Votos, decisões monocráticas e manifestações no tribunal revelam que Barroso é um dos ministros mais ideológicos do STF. Veja algumas delas:

Em 2016, quando a Primeira Turma do STF revogou a prisão preventiva de médicos e funcionários de uma clínica clandestina de aborto no Rio de Janeiro, Barroso declarou em seu voto favorável à liberação deles que a atual legislação brasileira sobre o aborto é inconstitucional, ao violar direitos fundamentais da mulher.

Em 2021, em decisão monocrática, Barroso determinou que a apresentação do comprovante de vacinação – o chamado “passaporte da vacina” – seria obrigatório para viajantes que estivessem chegando ao Brasil por aeroportos.
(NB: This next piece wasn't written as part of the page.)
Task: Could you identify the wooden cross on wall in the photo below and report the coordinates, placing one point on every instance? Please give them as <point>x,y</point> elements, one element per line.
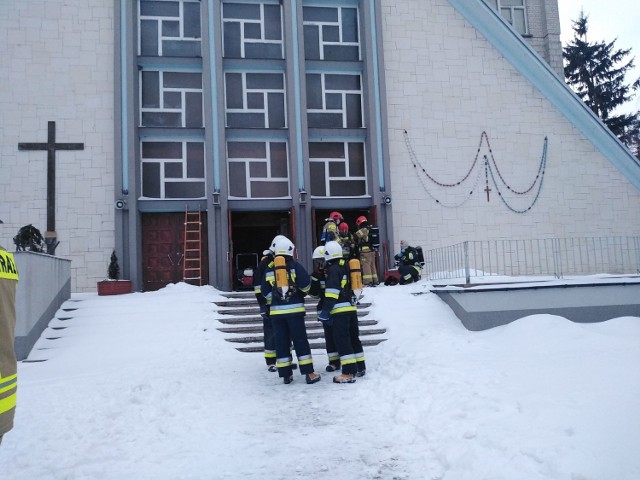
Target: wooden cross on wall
<point>51,147</point>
O plenário confirmou a decisão posteriormente.
Durante a pandemia, Barroso decidiu que as decisões judiciais de despejo de áreas invadidas, tanto em cidades como em áreas rurais, estavam suspensas. Mesmo com o impacto da pandemia já reduzido, em 2022, o ministro estendeu o prazo da decisão. Depois, em novembro, determinou que as terras invadidas passem por uma negociação com os invasores antes de serem desocupadas.
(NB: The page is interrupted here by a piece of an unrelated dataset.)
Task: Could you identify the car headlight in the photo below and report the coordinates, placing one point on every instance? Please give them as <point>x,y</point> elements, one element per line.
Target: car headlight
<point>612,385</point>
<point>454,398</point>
Em 2022, Barroso apelou à ideológica tese do racismo estrutural para restabelecer o mandato do vereador de Curitiba Renato Freitas (PT), cassado após invadir uma igreja em Curitiba.

Durante as eleições, Barroso autorizou monocraticamente que prefeitos e concessionárias oferecessem transporte público gratuito no segundo turno da eleição, sem que isso configurasse crime eleitoral ou improbidade. O magistrado acatou um pedido apresentado pela Rede Sustentabilidade.

Em agosto deste ano, Barroso concedeu prisão domiciliar a uma mulher presa em flagrante no estado do Pará com mais de seis quilos de “maconha skunk”. A acusada é mãe de dois filhos menores de 12 anos e reside na Paraíba e, por isso, o ministro evocou o artigo 318-A do Código de Processo Penal (CPP), que permite a substituição da prisão preventiva por prisão domiciliar no caso de a acusada ser gestante ou responsável por crianças ou pessoas com deficiência. A medida, porém, se aplica apenas a casos em que a acusada não tenha cometido crime violento ou crime contra seu filho ou dependente.

Neste ano, durante a retomada do julgamento sobre a descriminalização da maconha – questão sobre a qual ele já votou em 2015 –, Barroso pediu a palavra para afirmar que não está havendo “mínima invasão da esfera legislativa, da esfera de competência do Congresso” sobre o tema das drogas e que, “em muitas partes do mundo, e não só no Brasil, isso acaba sendo decidido no Judiciário”.